Kzanol sat down. His mouth tendrils stood straight out, as if he were smelling with them. “Why should they do that?”
He was hooked.
“Let me give it to you all in one bundle,” said Kzanol/Greenberg. He took off his helmet and sat, found and lighted a cigarette, taking his time, while Kzanol grew silently but visibly enraged. There was no reason why he shouldn’t get angry, Kzanol/Greenberg thought, as long as he didn’t get too angry.
“All right,” Kzanol/Greenberg began. “First point is the sentient whitefoods. Second point. You remember that there was a depression when Plorn’s tnuctipun came up with antigravity.”
“Powerloss, yes?” said Kzanol fervently—and untactfully. “He should have been assassinated.”
“Not him. His tnuctipun. Don’t you see? They were fighting an undeclared war even then. The free tnuctipun must have been behind it all the time, the tnuctip fleet that fled into space when Thrintun found the tnuctipun system. A few civilized tnuctipun took their orders. The whitefoods were their spies; half the nobles in the galaxy, everyone who could afford it, used to keep whitefoods on their land.”
“You’re a ptavv fool!

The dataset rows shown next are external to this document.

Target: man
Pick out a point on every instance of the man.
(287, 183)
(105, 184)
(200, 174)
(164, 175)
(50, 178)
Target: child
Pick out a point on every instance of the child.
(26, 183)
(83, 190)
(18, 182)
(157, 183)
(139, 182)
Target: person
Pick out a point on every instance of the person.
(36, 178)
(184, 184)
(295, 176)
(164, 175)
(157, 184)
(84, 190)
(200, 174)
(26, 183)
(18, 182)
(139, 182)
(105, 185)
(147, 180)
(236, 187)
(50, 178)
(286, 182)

You’re basing all these suppositions on the silly idea that whitefoods are intelligent. That’s nonsense. We’d have sensed it”

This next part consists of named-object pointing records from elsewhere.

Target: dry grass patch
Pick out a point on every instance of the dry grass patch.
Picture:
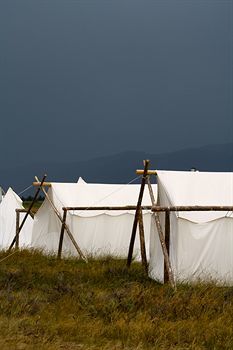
(68, 304)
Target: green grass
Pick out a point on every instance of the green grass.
(68, 304)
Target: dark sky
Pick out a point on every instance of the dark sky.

“No. Check with Masney if you don’t believe me. Somehow the tnuctipun must have designed a whitefood brain that was immune to the Power. And that one fact makes it certain that the whole ploy was deliberate. The whitefood spies. The antigravity, released to cause a depression. Maybe there were other ideas, too. Mutated racing viprin were introduced right after antigravity; it put all the legitimate viprin ranches out of business, made the depression worse. The sunflowers were usually the only defense for a plantation, and everyone who had land had a sunflower border. It got the landowners used to isolation, so that they might not cooperate in wartime. I’d give odds the tnuctipun had a spray to kill sunflowers. When the depression was in full swing they struck.”
Kzanol didn’t speak. His expression was hard to read.
“This isn’t all supposition. I’ve got solid facts. First, the bandersnatchi, whitefoods to us, are sentient. Humans aren’t stupid; they wouldn’t make a mistake like that. Second, it’s a fact that you weren’t picked up when you hit Earth. Why?”
“That is an ingesting good question. Why?”
This was the starting point, the hurt that had rankled in Kzanol/ Greenberg’s breast for sixteen days during which he had had nothing to do but supervise Masney and brood on his bad luck. He could have been spared all of this, the lostness and the loneliness and the deadly danger, if only that fool of a caretaker had seen the flash. But he hadn’t, and there could be only one reason.
“Because there wasn’t anyone on the moon! Either the caretaker was killed in the revolt, or he was off fighting somewhere. Probably he was dead. The tnuctipun would have moved to cut off our food.”